Nicolas Cage received some high marks for his performance in this bizarre film. I first presented this post in 2019.

I could have written about the 2018 “psychedelic drama action horror” film, Mandy, as a Guilty Pleasure, given its almost non-existent box office. But “pleasure” is not a word I would use after watching it, though I did find it fascinating in an oddly disturbing sort of way. And critics loved it, as indicated by its 91% rating on Rotten Tomatoes, especially the compelling performance of its star, Nicolas Cage.

(ANOTHER) CABIN IN THE WOODS

Here is an abstract for the first one-third of the film, as there are just too many spoilers subsequent to that. It is 1983; Red Miller (Cage) and his girlfriend, Mandy Bloom (Andrea Riseborough) share a cozy, isolated mountain cabin.

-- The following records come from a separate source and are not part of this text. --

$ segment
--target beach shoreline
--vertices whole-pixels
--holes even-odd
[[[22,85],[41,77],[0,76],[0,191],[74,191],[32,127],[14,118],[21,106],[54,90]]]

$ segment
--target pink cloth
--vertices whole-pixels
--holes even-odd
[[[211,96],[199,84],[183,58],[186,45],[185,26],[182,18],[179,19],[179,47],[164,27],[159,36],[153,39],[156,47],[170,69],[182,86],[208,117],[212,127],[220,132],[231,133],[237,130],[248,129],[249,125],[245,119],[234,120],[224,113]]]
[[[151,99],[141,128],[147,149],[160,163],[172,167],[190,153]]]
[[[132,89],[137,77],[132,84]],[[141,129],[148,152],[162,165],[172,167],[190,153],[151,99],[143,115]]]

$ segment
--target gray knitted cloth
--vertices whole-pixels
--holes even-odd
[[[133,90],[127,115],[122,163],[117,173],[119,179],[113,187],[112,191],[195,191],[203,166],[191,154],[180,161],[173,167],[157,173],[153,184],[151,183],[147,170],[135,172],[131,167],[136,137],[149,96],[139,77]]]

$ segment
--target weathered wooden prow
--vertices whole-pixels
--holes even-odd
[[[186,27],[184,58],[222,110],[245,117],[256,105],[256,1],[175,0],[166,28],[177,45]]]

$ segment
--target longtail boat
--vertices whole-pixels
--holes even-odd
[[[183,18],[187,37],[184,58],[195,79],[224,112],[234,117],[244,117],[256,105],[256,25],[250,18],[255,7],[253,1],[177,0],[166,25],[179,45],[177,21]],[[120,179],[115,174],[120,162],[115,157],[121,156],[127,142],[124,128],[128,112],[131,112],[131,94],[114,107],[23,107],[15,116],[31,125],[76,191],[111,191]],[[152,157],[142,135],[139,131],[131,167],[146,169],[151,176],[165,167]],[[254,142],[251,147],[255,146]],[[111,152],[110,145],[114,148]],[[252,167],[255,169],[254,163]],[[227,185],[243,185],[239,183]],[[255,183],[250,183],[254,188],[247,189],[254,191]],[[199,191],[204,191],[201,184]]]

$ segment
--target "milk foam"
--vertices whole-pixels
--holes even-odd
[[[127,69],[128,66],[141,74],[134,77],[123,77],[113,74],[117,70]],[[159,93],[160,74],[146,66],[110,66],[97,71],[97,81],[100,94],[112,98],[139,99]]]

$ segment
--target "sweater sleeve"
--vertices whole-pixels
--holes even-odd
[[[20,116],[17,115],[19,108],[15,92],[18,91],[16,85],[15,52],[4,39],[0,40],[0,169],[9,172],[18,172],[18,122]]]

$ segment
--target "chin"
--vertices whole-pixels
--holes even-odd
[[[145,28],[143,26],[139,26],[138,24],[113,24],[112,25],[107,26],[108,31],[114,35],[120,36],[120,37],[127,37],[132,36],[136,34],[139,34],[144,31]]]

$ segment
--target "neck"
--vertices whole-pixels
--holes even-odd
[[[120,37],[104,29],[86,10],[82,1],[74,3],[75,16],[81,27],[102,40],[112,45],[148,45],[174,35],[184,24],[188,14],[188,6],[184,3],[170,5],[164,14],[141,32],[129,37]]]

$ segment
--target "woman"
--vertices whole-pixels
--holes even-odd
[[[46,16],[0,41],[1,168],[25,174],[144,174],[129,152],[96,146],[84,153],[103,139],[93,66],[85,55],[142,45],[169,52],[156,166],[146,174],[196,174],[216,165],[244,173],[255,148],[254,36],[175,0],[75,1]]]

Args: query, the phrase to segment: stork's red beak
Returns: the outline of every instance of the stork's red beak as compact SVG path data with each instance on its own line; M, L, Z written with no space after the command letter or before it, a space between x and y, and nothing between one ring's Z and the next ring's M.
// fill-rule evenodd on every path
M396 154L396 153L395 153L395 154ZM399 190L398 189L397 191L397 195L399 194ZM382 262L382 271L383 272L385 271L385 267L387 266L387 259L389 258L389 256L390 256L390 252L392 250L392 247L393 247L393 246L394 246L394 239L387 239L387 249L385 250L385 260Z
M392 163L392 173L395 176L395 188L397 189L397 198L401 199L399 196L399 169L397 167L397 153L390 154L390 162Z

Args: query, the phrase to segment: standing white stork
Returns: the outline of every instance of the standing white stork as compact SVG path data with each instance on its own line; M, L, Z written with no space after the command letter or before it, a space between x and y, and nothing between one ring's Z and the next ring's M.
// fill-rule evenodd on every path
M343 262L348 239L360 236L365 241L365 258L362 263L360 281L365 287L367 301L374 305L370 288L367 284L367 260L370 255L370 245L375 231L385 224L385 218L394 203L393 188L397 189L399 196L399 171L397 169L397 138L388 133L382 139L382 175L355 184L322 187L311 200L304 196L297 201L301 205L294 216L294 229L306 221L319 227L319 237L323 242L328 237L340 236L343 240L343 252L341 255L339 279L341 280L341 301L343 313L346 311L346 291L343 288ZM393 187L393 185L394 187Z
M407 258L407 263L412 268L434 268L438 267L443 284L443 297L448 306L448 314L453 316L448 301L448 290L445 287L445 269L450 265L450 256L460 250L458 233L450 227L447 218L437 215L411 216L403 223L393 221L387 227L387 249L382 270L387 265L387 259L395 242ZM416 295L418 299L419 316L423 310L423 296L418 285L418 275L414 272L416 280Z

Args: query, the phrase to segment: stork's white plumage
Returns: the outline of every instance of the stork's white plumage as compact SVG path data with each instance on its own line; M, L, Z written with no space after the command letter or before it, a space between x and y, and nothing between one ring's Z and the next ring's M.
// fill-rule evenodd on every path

Red is a logger, Mandy a clerk at a general store/gas station. She is also an artist who creates compelling, often disturbing, fantasy art. They love each other fiercely, and from their conversations it seems that they both brought a lot of past baggage into the relationship.

Enter the sicko hippie cult, Children of the New Dawn, led by the crazier-than-a-shithouse-rat, psycho-motherfucker Jeremiah Sand (the über-creepy Linus Roache). On her walk to work one morning, Mandy passes the cult’s caravan. Sand, staring at her from a window, decides that he has to have her, and he assigns one of his nutcases, Brother Swan, to initiate the task.

Mandy’s walk to work could be her last…

THE BLACK SKULLS

That night, the caravan surrounds Red and Mandy’s cabin. Brother Swan blows on a weird horn, and a demonic biker gang called the Black Skulls soon appears. These “monsters” used to be human drug runners, but a bad batch of LSD turned them into the cannibalistic creatures that they now are. The Children of the New Dawn pays for their services with copious amounts of LSD, as well as one of the unimportant cult members upon whom they can snack. (Does all of this sound disturbing enough?)

After completing the deal, the Black Skulls break into the cabin and subdue Mandy and Red. Sand has Red bound with barbed wire and tortured outside the cabin, while the cult’s two female members, Mother Marlene and Sister Lucy, drug Mandy with LSD. They also have her stung by a venomous wasp.

Crazy Jeremiah Sand is smitten by Mandy.

Soon tripping, Mandy can barely focus on psycho Sand as he tries to seduce her with some psychedelic folk music that he once recorded. He also says that God has told him that he can take anything he wants. Mandy laughs her ass off, which pisses him off no end. He has her tied up in a sack, dumped outside in front of Red, and set ablaze. The cult and the Black Skulls then leave, and Red can only watch in horror as Mandy is reduced to ashes.

Eventually Red manages to break free and, ignoring his own wounds, he mourns the woman he loves. Here, Nicolas Cage is at his best as he cries out his rage and pain. This is real, not the forced, almost comedic outburst he is known for (not fondly) at the end of The Wicker Man. (See my post, “Oh No, Not The Bees!”) This scene, among others, is what so impressed the critics, one even referring to Cage’s “greatness.”

Revenge is a dish served cold…

So, it is revenge time. This is where I’ll leave you as the totally focused Red Miller, with a crossbow called the Reaper, some nasty arrows, and an even nastier battle axe that he forges himself, sets off after the Children of the New Dawn and the Black Skulls, not necessarily in that order. Clearly, Mandy is not for everyone, but Nicolas Cage’s performance makes it worth checking out.